The 117ACS began to support the National Guard Bureau drug interdiction mission with a unit deployment to Great Inagua, Bahamas in 1988. Since that time the unit has deployed to Providenciales (Turks and Caicos Island), Honduras and in 1992 was the first of two radar units to deploy and set up a fully operational site in the jungles of Colombia, South America. The unit became a key player in both United States Southern Command's and United States Atlantic Command's drug interdiction operations. In the summer of 1994, the 117th was also extensively involved (40% of the Unit) in supporting the flood relief efforts in southern Georgia called "Crested River." In January 1998, the 117th deployed 80 guardsmen to NATO's "Operation Joint Guard," 117th personnel controlled aerial refuelings, managed multiple data-links and provided twenty-four-hour maintenance support.
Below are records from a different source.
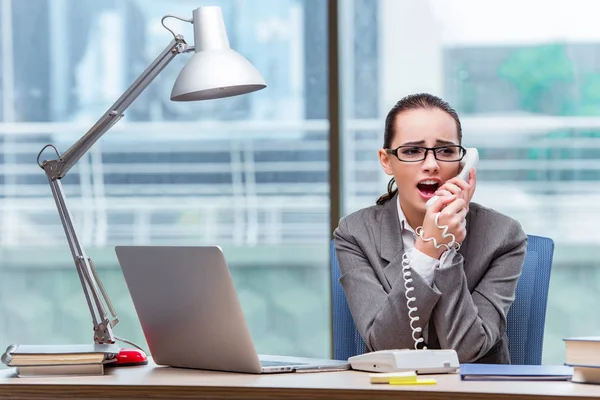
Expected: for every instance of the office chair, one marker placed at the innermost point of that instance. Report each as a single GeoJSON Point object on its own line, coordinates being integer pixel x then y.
{"type": "Point", "coordinates": [525, 320]}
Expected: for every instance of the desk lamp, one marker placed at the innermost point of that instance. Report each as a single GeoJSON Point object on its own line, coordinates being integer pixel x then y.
{"type": "Point", "coordinates": [214, 71]}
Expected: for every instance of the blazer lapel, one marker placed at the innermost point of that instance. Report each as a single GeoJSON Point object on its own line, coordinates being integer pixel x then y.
{"type": "Point", "coordinates": [390, 240]}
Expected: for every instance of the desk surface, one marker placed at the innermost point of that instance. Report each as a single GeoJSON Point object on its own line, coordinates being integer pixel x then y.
{"type": "Point", "coordinates": [155, 382]}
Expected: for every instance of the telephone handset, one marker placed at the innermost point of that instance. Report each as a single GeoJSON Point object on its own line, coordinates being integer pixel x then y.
{"type": "Point", "coordinates": [469, 161]}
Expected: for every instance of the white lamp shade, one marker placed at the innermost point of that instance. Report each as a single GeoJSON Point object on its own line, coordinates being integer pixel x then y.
{"type": "Point", "coordinates": [214, 74]}
{"type": "Point", "coordinates": [215, 70]}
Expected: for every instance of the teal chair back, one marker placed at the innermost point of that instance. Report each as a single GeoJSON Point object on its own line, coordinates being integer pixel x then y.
{"type": "Point", "coordinates": [525, 321]}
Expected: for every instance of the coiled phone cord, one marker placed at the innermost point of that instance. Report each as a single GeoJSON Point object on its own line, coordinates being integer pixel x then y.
{"type": "Point", "coordinates": [406, 274]}
{"type": "Point", "coordinates": [409, 299]}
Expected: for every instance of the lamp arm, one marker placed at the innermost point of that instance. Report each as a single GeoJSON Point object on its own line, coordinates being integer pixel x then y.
{"type": "Point", "coordinates": [56, 169]}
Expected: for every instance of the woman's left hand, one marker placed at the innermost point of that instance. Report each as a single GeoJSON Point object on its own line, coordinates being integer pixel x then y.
{"type": "Point", "coordinates": [460, 188]}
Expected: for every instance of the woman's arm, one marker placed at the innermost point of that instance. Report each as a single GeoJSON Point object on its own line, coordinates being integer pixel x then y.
{"type": "Point", "coordinates": [381, 317]}
{"type": "Point", "coordinates": [471, 323]}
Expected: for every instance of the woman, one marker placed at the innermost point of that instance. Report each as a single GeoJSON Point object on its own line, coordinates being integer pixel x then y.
{"type": "Point", "coordinates": [462, 288]}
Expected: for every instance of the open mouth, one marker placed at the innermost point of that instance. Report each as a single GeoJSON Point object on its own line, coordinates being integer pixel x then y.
{"type": "Point", "coordinates": [428, 188]}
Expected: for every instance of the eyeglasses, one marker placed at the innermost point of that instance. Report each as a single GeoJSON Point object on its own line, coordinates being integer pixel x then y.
{"type": "Point", "coordinates": [419, 153]}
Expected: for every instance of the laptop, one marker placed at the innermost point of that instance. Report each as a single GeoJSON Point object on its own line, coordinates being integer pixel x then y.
{"type": "Point", "coordinates": [191, 315]}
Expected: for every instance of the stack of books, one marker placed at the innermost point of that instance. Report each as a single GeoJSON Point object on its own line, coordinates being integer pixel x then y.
{"type": "Point", "coordinates": [583, 354]}
{"type": "Point", "coordinates": [59, 360]}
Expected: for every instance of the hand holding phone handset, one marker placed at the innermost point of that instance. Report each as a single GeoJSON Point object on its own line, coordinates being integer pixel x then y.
{"type": "Point", "coordinates": [469, 162]}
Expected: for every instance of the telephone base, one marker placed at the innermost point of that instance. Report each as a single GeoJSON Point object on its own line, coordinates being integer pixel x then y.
{"type": "Point", "coordinates": [421, 361]}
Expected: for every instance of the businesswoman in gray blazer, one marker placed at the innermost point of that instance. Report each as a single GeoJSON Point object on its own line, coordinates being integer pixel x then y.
{"type": "Point", "coordinates": [404, 291]}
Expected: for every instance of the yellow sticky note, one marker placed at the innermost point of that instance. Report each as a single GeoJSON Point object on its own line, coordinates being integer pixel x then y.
{"type": "Point", "coordinates": [407, 376]}
{"type": "Point", "coordinates": [416, 382]}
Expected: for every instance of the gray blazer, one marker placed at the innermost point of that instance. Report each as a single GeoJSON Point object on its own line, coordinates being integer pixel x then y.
{"type": "Point", "coordinates": [465, 308]}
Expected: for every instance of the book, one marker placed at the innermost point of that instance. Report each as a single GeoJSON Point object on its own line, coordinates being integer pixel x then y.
{"type": "Point", "coordinates": [508, 372]}
{"type": "Point", "coordinates": [60, 370]}
{"type": "Point", "coordinates": [29, 355]}
{"type": "Point", "coordinates": [583, 351]}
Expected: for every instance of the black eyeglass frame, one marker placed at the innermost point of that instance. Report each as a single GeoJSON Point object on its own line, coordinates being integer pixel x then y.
{"type": "Point", "coordinates": [427, 149]}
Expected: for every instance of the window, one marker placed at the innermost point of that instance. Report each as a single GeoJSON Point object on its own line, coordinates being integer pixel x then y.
{"type": "Point", "coordinates": [248, 173]}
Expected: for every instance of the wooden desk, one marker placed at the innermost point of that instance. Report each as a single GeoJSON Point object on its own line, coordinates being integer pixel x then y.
{"type": "Point", "coordinates": [152, 382]}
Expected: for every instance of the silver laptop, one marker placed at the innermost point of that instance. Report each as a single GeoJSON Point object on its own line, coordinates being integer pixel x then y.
{"type": "Point", "coordinates": [190, 313]}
The 117th Air Control Squadron has passed three operational readiness inspections and has been recognized with numerous awards. Most recently at "Combat Challenge 96," the Air Force's worldwide command, control, communications and intelligence competition, the 117th won first place in the Air Control event. An impressive first for the Air National Guard. Also, the unit is the proud recipient of six Air Force Outstanding Unit Awards since 1993. From above the frozen Arctic Circle in Andoya Flystation, Andenes, Norway, to the steaming equatorial jungles of Colombia, South America, and on the homefront, the 117th continues to aggressively meet and exceed every challenge with "Pride, Professionalism and People."